A Tax Windfall From the Housing Bust
As Karen Jacobs, an economist in Arizona’s Department of Revenue, was reviewing income tax data for 2010, she came across a puzzling trend: Refunds were down and tax liability was up even though the state’s unemployment rate peaked that year, at 10.8 percent. “My first thought was: ‘Taxable income? Why would that be up if people are losing jobs?’ ” says Jacobs.
With new houses sitting vacant in the desert and foreclosures soaring, it didn’t take long to figure out the reason. Home ownership rates, real estate prices, and interest rates were all falling, so fewer people were deducting mortgage interest and mortgage holders had often borrowed less or had refinanced at lower rates. The value of itemized deductions dropped 20 percent for the year—led by a decline in the tax break for mortgage interest. “I was shocked about how much I owed,” says Stephen Buckman, who had to pay the Internal Revenue Service $1,500 when he filed his 2011 taxes. In December 2010, a bank foreclosed on his Phoenix townhouse, which had plunged in value to $50,000 from the $196,000 he paid in 2006.
Like Buckman, people across the U.S. have seen their tax bills increase due to the housing bust. On federal tax returns, claims for the mortgage interest deduction dropped by 14 percent, from 2007 to 2009, IRS data show. For 2010, preliminary data indicate that use of the write-off fell by a further 7.2 percent. The decline saved the U.S. government between $13 billion and $26 billion from 2007 to 2010, estimates Andrew Hanson, an assistant professor of economics at Georgia State University who has researched the tax break. The shift “is not surprising, given what we know happened to the housing market,” Hanson says.
Use of the mortgage interest deduction peaked in 2007 when it showed up on 40.8 million returns. That fell to 36.5 million for 2009, according to the IRS, and the amount deducted declined from $491 billion to $421 billion for those years.
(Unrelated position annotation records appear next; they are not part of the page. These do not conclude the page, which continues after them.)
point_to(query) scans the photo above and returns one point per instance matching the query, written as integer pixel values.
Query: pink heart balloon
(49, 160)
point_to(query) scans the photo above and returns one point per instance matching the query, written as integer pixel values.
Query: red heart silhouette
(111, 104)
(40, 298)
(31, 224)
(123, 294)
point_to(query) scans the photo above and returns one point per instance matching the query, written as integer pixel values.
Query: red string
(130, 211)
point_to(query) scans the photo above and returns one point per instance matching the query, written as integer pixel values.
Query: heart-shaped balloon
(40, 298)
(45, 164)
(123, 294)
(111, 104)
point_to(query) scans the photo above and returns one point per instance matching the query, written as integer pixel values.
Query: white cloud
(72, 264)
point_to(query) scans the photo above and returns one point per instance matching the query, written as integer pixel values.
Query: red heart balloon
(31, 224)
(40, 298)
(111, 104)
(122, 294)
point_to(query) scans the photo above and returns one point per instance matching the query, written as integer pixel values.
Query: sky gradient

Preliminary data show the number of returns on which taxpayers claimed the tax break edged up to 36.9 million in 2010, though the dollar value of the write-offs fell to $387 billion. “You’re seeing 5 million fewer returns between 2007 and 2009 claiming the deduction,” says Matthew Gardner, executive director for the Institute on Taxation and Economic Policy, a nonprofit research group. “It is a real drop.”
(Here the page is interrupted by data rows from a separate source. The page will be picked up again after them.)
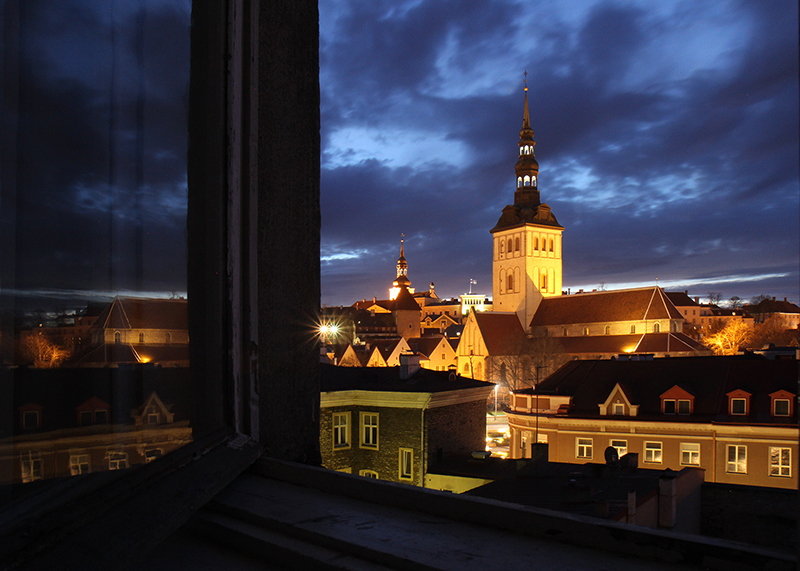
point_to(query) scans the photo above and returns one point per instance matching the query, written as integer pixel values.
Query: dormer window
(677, 401)
(782, 402)
(738, 403)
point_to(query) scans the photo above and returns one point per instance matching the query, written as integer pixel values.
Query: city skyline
(667, 149)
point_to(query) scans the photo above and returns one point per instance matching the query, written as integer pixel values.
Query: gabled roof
(136, 313)
(605, 306)
(637, 343)
(388, 379)
(502, 332)
(680, 298)
(425, 345)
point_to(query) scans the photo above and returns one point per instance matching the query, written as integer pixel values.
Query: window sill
(299, 517)
(101, 520)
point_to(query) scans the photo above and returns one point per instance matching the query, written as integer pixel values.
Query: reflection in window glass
(93, 310)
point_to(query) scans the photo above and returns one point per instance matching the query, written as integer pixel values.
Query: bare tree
(43, 352)
(730, 339)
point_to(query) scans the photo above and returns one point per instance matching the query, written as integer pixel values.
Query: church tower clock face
(526, 263)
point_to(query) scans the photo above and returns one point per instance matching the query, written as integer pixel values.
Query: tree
(43, 352)
(730, 339)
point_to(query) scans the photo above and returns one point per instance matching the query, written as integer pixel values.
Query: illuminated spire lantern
(527, 239)
(402, 274)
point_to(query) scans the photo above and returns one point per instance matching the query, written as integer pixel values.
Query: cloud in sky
(667, 140)
(667, 135)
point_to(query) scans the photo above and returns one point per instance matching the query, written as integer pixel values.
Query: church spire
(527, 168)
In Arizona, the change led to about $170 million in unanticipated revenue for fiscal 2011, a pleasant surprise after a $3 billion drop in tax revenue during the previous three years, says John Arnold, Governor Jan Brewer’s budget director. “We’re in a budget crisis, and an extra $170 million shows up,” Arnold says. “We understand that is the result of people losing their homes. If I could say it was the result of people refinancing, we’d be all smiles.”
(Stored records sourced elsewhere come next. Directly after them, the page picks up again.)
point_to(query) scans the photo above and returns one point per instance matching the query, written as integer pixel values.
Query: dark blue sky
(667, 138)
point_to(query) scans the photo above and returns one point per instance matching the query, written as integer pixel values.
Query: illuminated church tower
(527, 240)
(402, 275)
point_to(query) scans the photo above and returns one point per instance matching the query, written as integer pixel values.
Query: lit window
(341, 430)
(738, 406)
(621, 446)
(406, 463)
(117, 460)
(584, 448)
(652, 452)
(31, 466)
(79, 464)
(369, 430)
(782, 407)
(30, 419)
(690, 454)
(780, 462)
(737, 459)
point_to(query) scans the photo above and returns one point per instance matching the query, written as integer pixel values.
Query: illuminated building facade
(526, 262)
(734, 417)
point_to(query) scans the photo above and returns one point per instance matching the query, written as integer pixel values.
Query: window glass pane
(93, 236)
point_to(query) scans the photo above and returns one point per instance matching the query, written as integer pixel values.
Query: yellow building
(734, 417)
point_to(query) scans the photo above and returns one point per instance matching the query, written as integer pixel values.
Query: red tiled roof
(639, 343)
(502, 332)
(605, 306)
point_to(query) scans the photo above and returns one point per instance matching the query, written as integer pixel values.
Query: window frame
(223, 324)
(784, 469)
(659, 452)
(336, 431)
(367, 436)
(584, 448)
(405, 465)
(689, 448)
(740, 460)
Other states, especially where foreclosures have been high, have seen a similar trend. In California, just behind Arizona with the third-highest foreclosure rate in the U.S. last year, the number of filers taking the deduction for mortgage interest fell 9 percent while the value of the write-offs fell almost 20 percent from 2007 to 2009, according to data from the state’s Franchise Tax Board. “It’s helping the state governments,” says David Albouy, assistant professor of economics at the University of Michigan at Ann Arbor, “because they are not giving away as much as they were before in the mortgage interest deduction.”